Substance Abuse

What are the Concerns?

Substance abuse is a serious concern for our local youth. Here are just some of the numbers:

  • 26% of Erie County students used alcohol this month and 16% binged in last 2 weeks. This includes 42% of seniors.
  • 10% of Erie County youth have been drunk or high at school.
  • 25% of seniors used marijuana this month.

Substance abuse goes beyond experimentation, it means that a young person’s life is starting to be disrupted by their use. Common examples include:

  • Dropping in grades.
  • Risky sexual behavior or sexual assault.
  • Loss of motivation.
  • Driving under the influence.
  • Increased criminal activity.
  • Decline in family relationships.
  • Mood problems.

What can I do?

There are options out there to help with substance abuse and addiction. Many adults don’t want to admit it, but this can start very early in a person’s life. In fact, many recovering addicts point to middle or high school as the time the problems began. It is important to get young people screened for substance abuse if you suspect a problem, and then into appropriate treatment. There are even services in place to have children seen in their schools to improve their abilities to attend and complete treatment.

  • Pay attention to how your child behaves. Spend time talking each day.
  • Begin talking with your child early on in his or her life about substance use.
  • Monitor alcohol is your home to see if any is missing.
  • Keep your prescription drugs locked away from children. Prescription drugs are a favored drug among teens.
  • Ask questions, and ask questions about your children’s friends.
  • Double check: if your child states he’s going to the movies, swing by on occasion, or ask alot of questions to determine if you think it is accurate information.
  • Respect privacy, but also your authority: parents may need to periodically check their kids’ rooms and belongings, or monitor social networking like Facebook or texting. If you talk openly with your kids about this and why you are doing it, they may not like it, but they will come to appreciate your love and attention to their safety.
  • Be there 24/7/365: set a rule that you will always come get your child out of a bad situation; encourage s/he to call if their friends are engaging in behavior that makes them uncomfortable, or if they need a ride home.
  • Limit alone time after school.
  • Get your kids involved in after school activities; they take up time and also send the message that there are many other important things to do in life that drug and alcohol use can only interfere with.
  • Model the substance use you’d like to see. If you want your child to avoid substance abuse, drink in moderation yourself. Don’t use drugs, or smoke.
  • Spend time together. Families that eat together and enjoy activities together have children who are less likely to substance abuse.
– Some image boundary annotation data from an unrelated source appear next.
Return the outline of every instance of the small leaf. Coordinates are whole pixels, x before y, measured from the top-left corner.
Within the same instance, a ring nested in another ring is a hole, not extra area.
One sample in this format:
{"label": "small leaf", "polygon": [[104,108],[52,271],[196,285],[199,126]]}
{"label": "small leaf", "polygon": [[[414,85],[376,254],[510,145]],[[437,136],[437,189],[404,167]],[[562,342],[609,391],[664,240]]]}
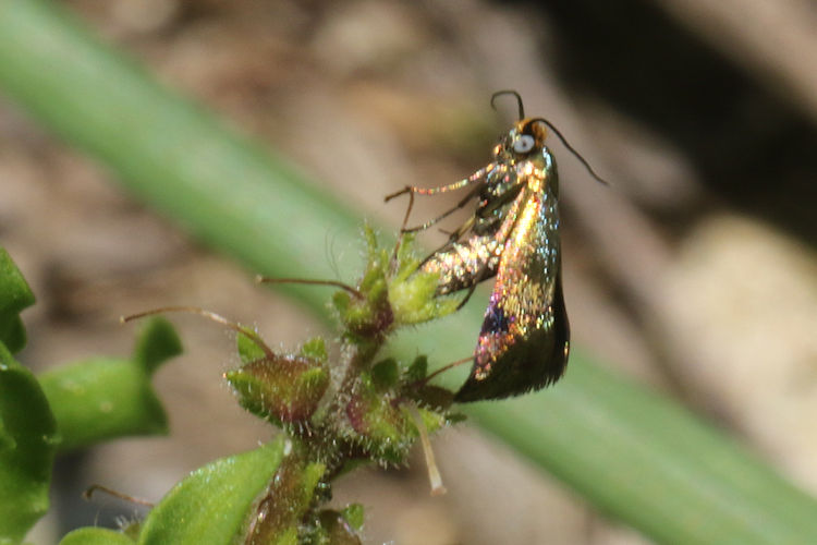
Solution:
{"label": "small leaf", "polygon": [[301,355],[321,362],[327,361],[329,358],[326,351],[326,342],[321,337],[314,337],[304,342],[304,346],[301,347]]}
{"label": "small leaf", "polygon": [[81,528],[65,534],[60,545],[134,545],[136,542],[122,532],[105,528]]}
{"label": "small leaf", "polygon": [[0,543],[19,543],[48,509],[58,443],[39,384],[0,342]]}
{"label": "small leaf", "polygon": [[34,294],[9,253],[0,247],[0,342],[14,354],[25,347],[20,313],[34,304]]}
{"label": "small leaf", "polygon": [[143,327],[133,350],[133,360],[153,373],[161,363],[182,353],[179,335],[164,318],[149,319]]}
{"label": "small leaf", "polygon": [[371,379],[375,387],[381,390],[389,389],[398,384],[400,370],[398,362],[392,358],[378,362],[371,367]]}
{"label": "small leaf", "polygon": [[343,508],[341,516],[352,524],[355,530],[363,530],[364,508],[361,504],[350,504]]}
{"label": "small leaf", "polygon": [[200,468],[173,487],[142,525],[141,545],[234,543],[283,458],[283,440]]}
{"label": "small leaf", "polygon": [[168,419],[150,384],[157,365],[179,352],[169,323],[148,320],[132,360],[94,358],[39,376],[63,443],[73,450],[114,437],[168,432]]}
{"label": "small leaf", "polygon": [[239,349],[239,358],[243,363],[251,363],[267,356],[267,353],[256,341],[242,332],[235,337],[235,344]]}
{"label": "small leaf", "polygon": [[307,421],[329,387],[322,362],[302,355],[255,360],[224,373],[241,405],[275,423]]}
{"label": "small leaf", "polygon": [[304,518],[316,502],[318,483],[326,473],[326,465],[306,462],[302,458],[302,448],[293,441],[289,453],[284,453],[258,508],[253,514],[253,524],[246,536],[247,543],[296,545],[303,533]]}
{"label": "small leaf", "polygon": [[416,383],[423,380],[428,375],[428,358],[418,355],[405,371],[405,382]]}

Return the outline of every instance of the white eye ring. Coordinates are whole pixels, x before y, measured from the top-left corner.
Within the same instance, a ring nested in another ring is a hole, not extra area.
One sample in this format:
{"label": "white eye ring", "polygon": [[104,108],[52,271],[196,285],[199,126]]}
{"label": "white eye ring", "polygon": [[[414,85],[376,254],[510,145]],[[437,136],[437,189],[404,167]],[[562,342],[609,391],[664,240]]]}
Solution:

Moreover, you are more likely to see any warning signs that arise.

What are Warning Signs?

  • Sudden disruption of family relationships.
  • Rule violations at home and/or school.
  • Significant conflict with adults.
  • Sudden weight loss.
  • Not coming home on time.
  • Secrecy.
  • Money or valuables are missing.
  • Lying.
  • Impaired behavior, like slurring words, stumbling, or confusion, reduced memory or sudden inattention or agitation.
  • Drug related items: roach clips, empty bottles, baggies, pipes, etc.
  • Smelling alcohol or smoke on your child.